Тени

Тени

Николай Н. Плетнёв

Сегодня привезли ещё одного. Камеры переполнены, но это не проблема. Они всё равно спят, прижимаясь друг к дружке, ведь ночи сейчас такие холодные, а пол бетонный.

Я втолкнул новичка в камеру, он сразу упал. Славно над ним поработали дознаватели, наверняка выбили всё, что хотели. Его сородичи не помогают. Пока я здесь, они боятся. Сидят в тёмных углах, если не вызывают.

Сложно поверить, что эти бледные тени с опущенными глазами поставили нас на грань уничтожения. Твари внедрились в наши ряды, притворялись нами, а потом вероломно ударили исподтишка. Они убивали наших жён и детей, развязали войну, где погибли многие мои друзья.

Но сейчас это жалкое зрелище. Даже не знаю, как у них получалось притворяться нами, ведь они и на людей-то не похожи. Их голые черепа с запавшими глазницами не напоминают человеческие. Неестественно согнутая спина и завёрнутые внутрь плечи. Их тело из-за тонких конечностей напоминает скорее гигантского комара без крыльев. Не иначе, использовали излучатели или гипноз, одурманивая нас. Заставили поверить, что они — это мы.

И язык наш выучили. Хотя иногда слышно, как они каркают на своём мерзком наречии. В такие моменты я кричу им, чтоб заткнулись и бью по решётке палкой. Замок закрыт, но они всё равно вздрагивают и прячутся в тени — знают, как я управляюсь с этим инструментом.

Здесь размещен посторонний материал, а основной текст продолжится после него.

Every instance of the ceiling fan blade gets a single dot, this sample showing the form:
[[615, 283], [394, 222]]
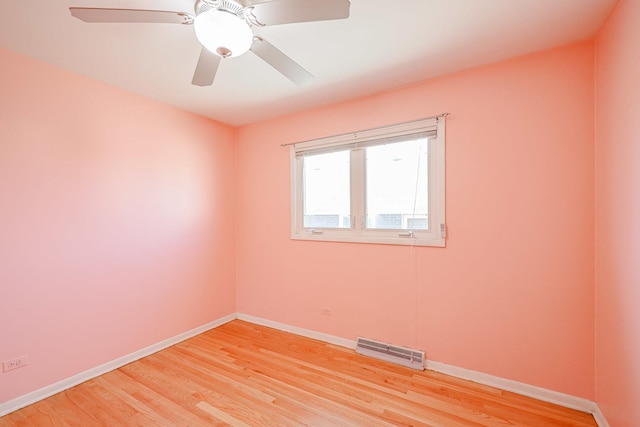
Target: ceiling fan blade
[[206, 68], [281, 62], [276, 12], [90, 14]]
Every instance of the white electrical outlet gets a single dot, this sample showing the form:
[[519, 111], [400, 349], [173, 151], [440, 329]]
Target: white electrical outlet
[[18, 362]]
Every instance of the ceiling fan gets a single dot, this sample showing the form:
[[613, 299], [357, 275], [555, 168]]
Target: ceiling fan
[[223, 27]]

Хотя я не часто пускаю дубинку в ход. Обычно охраняю коридор. Слежу, чтобы твари сидели тихо, открываю решётку дознавателям, оформляю новичков или вычёркиваю подохших. Но иногда персонала не хватает и меня просят содействовать. Я тащу того, кто понадобился следователю, в специальную комнату. О, там много оборудования для вытягивания правды.

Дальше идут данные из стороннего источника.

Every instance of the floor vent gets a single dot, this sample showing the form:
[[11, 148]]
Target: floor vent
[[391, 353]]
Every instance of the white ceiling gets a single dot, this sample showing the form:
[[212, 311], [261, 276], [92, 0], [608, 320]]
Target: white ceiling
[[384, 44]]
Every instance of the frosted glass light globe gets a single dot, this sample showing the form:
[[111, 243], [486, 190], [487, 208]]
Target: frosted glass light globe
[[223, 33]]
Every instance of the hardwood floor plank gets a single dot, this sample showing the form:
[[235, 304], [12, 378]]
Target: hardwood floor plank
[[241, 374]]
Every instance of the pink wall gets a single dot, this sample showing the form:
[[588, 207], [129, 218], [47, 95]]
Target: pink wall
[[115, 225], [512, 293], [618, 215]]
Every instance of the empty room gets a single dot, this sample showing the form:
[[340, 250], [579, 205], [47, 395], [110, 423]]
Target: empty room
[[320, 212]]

Их колют шприцами, подзаряжают электричеством, растягивают на столе и делают маникюр с помощью плоскогубцев. После этого им дают отдышаться в противогазе с заткнутым шлангом. И только тогда с ними начинают разговаривать. И будьте уверены, они поют как миленькие. Самое сложное — понять, где правда, а где эти твари оговаривают сородичей, в надежде выторговать себе поблажку. Таковы они — предать своих им ничего не стоит.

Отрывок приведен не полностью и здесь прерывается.